Background: StrataGraft skin tissue consists of a dermal equivalent containing human dermal fibroblasts and a fully stratified, biologically active epidermis derived from Near-diploid Immortalized Keratinocyte S (NIKS) cells, a pathogen-free, long-lived, consistent, human keratinocyte progenitor.
Methods: Traumatic skin wounds often require temporary allograft coverage to stabilize the wound bed until autografting is possible. StrataGraft and cadaveric allograft were placed side by side on 15 patients with full-thickness skin defects for 1 week before autografting. Allografts were removed from the wound bed and examined for allogeneic immune responses. Immunohistochemistry and indirect immunofluorescence were used to assess tissue structure and cellular composition of allografts. In vitro lymphocyte proliferation assays, chromium-release assays, and development of antibodies were used to examine allogeneic responses.
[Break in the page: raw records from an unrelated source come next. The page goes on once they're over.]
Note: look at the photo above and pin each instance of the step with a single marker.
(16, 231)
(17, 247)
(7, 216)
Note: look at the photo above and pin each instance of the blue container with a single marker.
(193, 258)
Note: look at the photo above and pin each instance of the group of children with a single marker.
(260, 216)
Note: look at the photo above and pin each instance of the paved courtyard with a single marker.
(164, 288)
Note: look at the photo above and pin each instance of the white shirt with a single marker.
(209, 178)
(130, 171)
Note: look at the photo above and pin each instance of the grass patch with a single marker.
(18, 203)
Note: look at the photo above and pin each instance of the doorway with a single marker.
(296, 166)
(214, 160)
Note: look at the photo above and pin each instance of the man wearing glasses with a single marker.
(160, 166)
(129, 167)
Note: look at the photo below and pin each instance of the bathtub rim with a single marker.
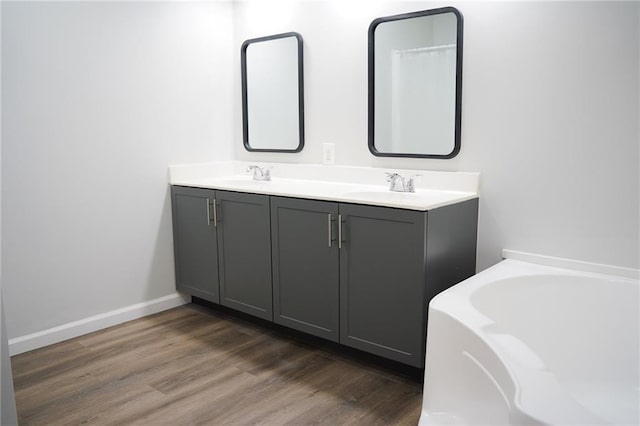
(456, 304)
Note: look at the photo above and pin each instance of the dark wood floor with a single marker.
(191, 365)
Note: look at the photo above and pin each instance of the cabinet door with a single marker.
(382, 282)
(194, 242)
(305, 265)
(244, 247)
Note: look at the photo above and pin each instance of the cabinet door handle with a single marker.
(339, 231)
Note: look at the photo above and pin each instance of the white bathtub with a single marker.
(521, 343)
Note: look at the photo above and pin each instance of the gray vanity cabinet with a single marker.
(355, 274)
(305, 265)
(382, 281)
(244, 251)
(195, 242)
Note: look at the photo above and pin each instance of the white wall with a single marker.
(99, 98)
(8, 414)
(550, 114)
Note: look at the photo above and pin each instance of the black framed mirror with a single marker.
(273, 93)
(415, 84)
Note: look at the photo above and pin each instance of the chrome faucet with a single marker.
(398, 183)
(260, 173)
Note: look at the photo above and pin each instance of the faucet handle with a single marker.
(391, 176)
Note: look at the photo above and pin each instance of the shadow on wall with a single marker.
(161, 266)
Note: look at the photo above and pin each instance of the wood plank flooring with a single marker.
(191, 365)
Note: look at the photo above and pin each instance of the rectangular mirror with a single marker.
(272, 93)
(415, 82)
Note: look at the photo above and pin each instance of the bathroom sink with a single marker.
(420, 198)
(382, 195)
(240, 181)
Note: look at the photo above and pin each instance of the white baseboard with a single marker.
(73, 329)
(578, 265)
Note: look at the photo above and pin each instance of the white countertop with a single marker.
(359, 185)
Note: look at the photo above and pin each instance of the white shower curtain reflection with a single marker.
(423, 99)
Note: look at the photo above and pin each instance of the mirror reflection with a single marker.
(272, 93)
(415, 77)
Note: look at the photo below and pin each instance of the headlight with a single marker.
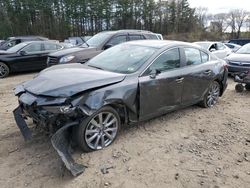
(67, 109)
(59, 109)
(66, 59)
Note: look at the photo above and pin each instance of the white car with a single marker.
(217, 48)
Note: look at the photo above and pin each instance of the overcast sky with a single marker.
(219, 6)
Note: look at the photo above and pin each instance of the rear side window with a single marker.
(204, 57)
(33, 48)
(193, 56)
(220, 46)
(51, 47)
(118, 39)
(166, 61)
(152, 36)
(135, 37)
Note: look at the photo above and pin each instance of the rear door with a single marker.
(31, 57)
(198, 74)
(221, 50)
(161, 85)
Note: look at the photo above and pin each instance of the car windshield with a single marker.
(244, 49)
(123, 58)
(204, 45)
(97, 40)
(16, 48)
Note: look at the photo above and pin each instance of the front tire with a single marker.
(247, 86)
(99, 130)
(239, 88)
(212, 95)
(4, 70)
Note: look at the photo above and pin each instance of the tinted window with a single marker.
(244, 49)
(204, 57)
(135, 37)
(220, 46)
(166, 61)
(123, 58)
(32, 48)
(98, 39)
(50, 47)
(193, 56)
(152, 36)
(118, 39)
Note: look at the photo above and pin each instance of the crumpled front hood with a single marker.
(3, 52)
(70, 79)
(70, 51)
(239, 57)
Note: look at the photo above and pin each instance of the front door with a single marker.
(31, 57)
(198, 74)
(161, 85)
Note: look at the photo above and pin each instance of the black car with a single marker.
(128, 83)
(26, 56)
(12, 41)
(240, 60)
(240, 42)
(232, 46)
(96, 45)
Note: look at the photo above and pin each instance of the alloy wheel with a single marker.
(3, 70)
(213, 94)
(101, 130)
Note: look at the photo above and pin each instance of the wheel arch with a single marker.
(221, 85)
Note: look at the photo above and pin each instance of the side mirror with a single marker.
(154, 73)
(212, 50)
(107, 46)
(23, 53)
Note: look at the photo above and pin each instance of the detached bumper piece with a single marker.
(60, 142)
(22, 124)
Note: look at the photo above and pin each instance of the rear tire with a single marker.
(99, 130)
(212, 95)
(4, 70)
(239, 88)
(247, 87)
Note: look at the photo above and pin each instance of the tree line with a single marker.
(59, 19)
(62, 18)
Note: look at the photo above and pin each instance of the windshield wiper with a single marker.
(96, 67)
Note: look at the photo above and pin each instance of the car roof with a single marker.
(128, 31)
(209, 42)
(48, 41)
(28, 37)
(161, 43)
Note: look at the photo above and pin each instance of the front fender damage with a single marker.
(61, 143)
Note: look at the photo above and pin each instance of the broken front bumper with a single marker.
(60, 141)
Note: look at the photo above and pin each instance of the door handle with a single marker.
(179, 80)
(207, 72)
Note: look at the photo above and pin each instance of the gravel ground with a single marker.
(193, 147)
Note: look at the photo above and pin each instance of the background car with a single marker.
(232, 46)
(97, 44)
(12, 41)
(26, 56)
(239, 41)
(217, 48)
(128, 83)
(240, 60)
(77, 41)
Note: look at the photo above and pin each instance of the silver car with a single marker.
(217, 48)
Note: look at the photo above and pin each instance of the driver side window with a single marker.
(117, 40)
(166, 61)
(33, 48)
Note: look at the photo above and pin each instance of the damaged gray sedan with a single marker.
(131, 82)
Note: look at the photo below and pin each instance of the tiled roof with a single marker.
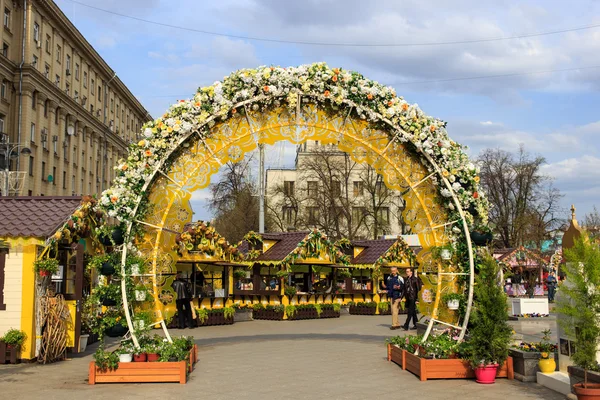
(35, 216)
(373, 250)
(286, 243)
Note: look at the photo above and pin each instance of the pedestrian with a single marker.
(551, 283)
(395, 285)
(412, 287)
(183, 302)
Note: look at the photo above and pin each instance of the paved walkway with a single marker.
(332, 358)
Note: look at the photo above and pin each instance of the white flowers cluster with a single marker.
(273, 86)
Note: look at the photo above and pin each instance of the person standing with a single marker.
(394, 285)
(412, 287)
(183, 302)
(551, 283)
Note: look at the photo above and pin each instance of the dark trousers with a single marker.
(411, 312)
(184, 312)
(551, 291)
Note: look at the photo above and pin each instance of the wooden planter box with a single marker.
(9, 354)
(215, 319)
(441, 369)
(143, 372)
(268, 314)
(525, 364)
(330, 313)
(361, 310)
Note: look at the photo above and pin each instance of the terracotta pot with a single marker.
(547, 365)
(591, 392)
(486, 374)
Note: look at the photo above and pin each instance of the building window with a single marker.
(336, 189)
(312, 188)
(7, 18)
(384, 215)
(358, 188)
(288, 188)
(313, 215)
(288, 215)
(36, 32)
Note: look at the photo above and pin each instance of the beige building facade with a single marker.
(62, 101)
(328, 191)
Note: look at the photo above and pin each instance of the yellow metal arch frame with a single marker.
(195, 159)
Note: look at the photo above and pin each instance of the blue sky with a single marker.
(554, 114)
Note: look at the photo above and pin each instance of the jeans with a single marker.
(184, 312)
(411, 307)
(396, 305)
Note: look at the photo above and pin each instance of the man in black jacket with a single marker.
(412, 287)
(183, 302)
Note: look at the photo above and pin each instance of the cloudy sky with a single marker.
(541, 89)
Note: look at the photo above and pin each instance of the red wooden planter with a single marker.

Results: One week after patient exposure to allografts, there were no differences in the numbers of T or B lymphocytes or Langerhans cells present in StrataGraft skin substitute compared to cadaver allograft, the standard of care. Importantly, exposure to StrataGraft skin substitute did not induce the proliferation of patient peripheral blood mononuclear cells to NIKS keratinocytes or enhance cell-mediated lysis of NIKS keratinocytes in vitro. Similarly, no evidence of antibody generation targeted to the NIKS keratinocytes was seen.
Conclusions: These findings indicate that StrataGraft tissue is well-tolerated and not acutely immunogenic in patients with traumatic skin wounds. Notably, exposure to StrataGraft did not increase patient sensitivity toward or elicit immune responses against the NIKS keratinocytes. We envision that this novel skin tissue technology will be widely used to facilitate the healing of traumatic cutaneous wounds.
This study was registered at www.clinicaltrials.gov (NCT00618839).